The U.S. economy remains firmly in expansionary territory, supported by an upbeat consumer and a strong corporate earnings backdrop. Second-quarter U.S. Real Gross Domestic Product was revised up slightly to a 4.2% annualized rate, marking the strongest quarterly growth rate since the third quarter of 2014. Labor conditions remain tight. Weekly jobless claims continued to grind lower through most of August, while the unemployment rate ticked down, coming in at 3.9% through July. The manufacturing side of the economy is also performing well. The Institute for Supply Management’s Purchasing Managers Index rose in August to 61.3, boosted by a sharp jump in new orders that continues to suggest a well-fueled manufacturing base. The housing market appears to be one of the few areas of the economy that is showing some weakness. Tight housing supply has continued to put upward pressure on prices, deterring many would-be buyers. Markets responded favorably to the trade deal that was reached with Mexico in the waning days of August. Markets also remain hopeful that a trilateral trade deal will be agreed upon with Canada by the end of the year. International currency markets were rattled last month as Turkey’s currency collapse fueled fears of a spillover effect. European officials voiced growing concern that Turkey’s problems could particularly affect Spanish and Italian banks that may have outsized exposure to Turkish debt.
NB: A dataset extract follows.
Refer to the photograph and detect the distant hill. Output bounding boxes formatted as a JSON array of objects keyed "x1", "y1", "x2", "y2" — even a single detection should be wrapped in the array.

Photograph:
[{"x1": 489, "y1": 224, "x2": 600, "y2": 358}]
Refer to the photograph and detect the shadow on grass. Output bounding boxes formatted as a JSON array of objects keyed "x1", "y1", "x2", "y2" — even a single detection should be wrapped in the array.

Domestic markets were up markedly in August with the S&P 500 Index, the Dow Jones Industrial Average and the NASDAQ Index all reaching record highs during the month. The technology-heavy NASDAQ continues to lead the way, up over 18% year-to-date, almost doubling the return of the S&P 500, and indicative of a market that prefers “growth” companies over their “value” counterparts. U.S. small-cap stocks also continue to perform well, up approximately 14% year-to-date (Russell 2000 Index). Investors appear to be favoring smaller companies this year as they tend to be less exposed to a strengthening dollar and ongoing trade tensions. Conversely, Developed International (MSCI EAFE) and emerging markets (MSCI EM) posted losses of 1.9% and 2.7%, respectively.
Government and corporate bond rates generally decreased throughout the month, resulting in positive returns across the bond market. Nevertheless, most investment-grade bonds remain down year-to-date. The yield on the 10-year Treasury closed the month at 2.86%, down slightly from 2.96% in July. Positively and indicative of a strong economic backdrop and positive equity returns, the high-yield market continues to perform well and is up approximately 2% year-to-date. Inflation and inflation expectations are firming, but remain contained. While Fed Chair Powell has expressed concern about intensifying global trade tensions, the committee is widely expected to increase its Fed Funds Target Rate at its upcoming September meeting.